Así pues, aferrado a los detalles del singular suceso y buceando en sus innumerables aristas, cuando me quiero dar cuenta estoy ya de vuelta y nada menos que en el cruce de San Martín con Easo, esa esquina mítica de la carrera en la que el gentío (que sabe bien que un corredor a esas alturas es un fantasma o un cadáver) anima en voz en grito a los que van llegando para enfilar definitivamente la bajada al estadio. Son esos gritos los que me despiertan de mi ensimismada reconstrucción del episodio ocarino que me ha mantenido afortunadamente en Babia durante los seis kilómetros más encarnizados de la carrera.
Lo
mejor de todo es que durante la segunda media he ido limando segundos, y al
paso por el k40 caigo en la cuenta de que, por primera vez, puedo hacer mejor
tiempo en la segunda mitad, una meta que ansía todo aquel que quiere ganarle la
partida al maratón. Ahora se trata de apurar un poco más la zancada y limar de
paso un minuto a la marca de los dos últimos años. Ya que estamos…
Sin
pensármelo dos veces, me lanzo tras mi particular prima de riesgo, que no es
otra que la de calentar el pulso hasta niveles óptimos para saldar las deudas,
siempre bajo la protección de las euronovias (no la de Merkel) e invocando sin
cesar el nombre de la proverbiales ocas gamberroides que finalmente deciden
tener un detalle conmigo después de tres meses de penitencia premaratoniana.
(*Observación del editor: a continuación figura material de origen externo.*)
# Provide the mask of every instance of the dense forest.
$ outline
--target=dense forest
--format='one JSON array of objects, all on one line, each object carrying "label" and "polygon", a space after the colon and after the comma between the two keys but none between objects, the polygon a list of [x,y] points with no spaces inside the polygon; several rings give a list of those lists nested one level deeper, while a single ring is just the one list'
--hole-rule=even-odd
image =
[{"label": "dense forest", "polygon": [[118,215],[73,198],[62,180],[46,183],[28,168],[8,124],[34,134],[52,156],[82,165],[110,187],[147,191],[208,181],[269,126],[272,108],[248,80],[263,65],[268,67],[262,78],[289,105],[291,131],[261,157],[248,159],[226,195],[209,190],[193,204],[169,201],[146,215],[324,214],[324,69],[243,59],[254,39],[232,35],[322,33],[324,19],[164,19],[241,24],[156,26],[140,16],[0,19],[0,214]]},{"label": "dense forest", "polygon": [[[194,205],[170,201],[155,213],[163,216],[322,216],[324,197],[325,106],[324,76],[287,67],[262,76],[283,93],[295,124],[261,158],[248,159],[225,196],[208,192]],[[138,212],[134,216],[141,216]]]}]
Con
la ayuda de tan particulares hadas (madrinas), entro felizmente en 3h22’55”,
con 48” de renta favorable en la segunda media.
Y es
que en esta vida conviene cumplir dos normas sobre todas las demás, a saber:
hay que elegir el fondo adecuado para una foto, la primera; y es obligado ceder
el paso a las ocas en todo tiempo y lugar.Como siempre
por estas fechas Javier, mi hermano, me acaba de enviar su crónica sobre el
maratón donostiarra. Enhorabuena una vez más, Javi.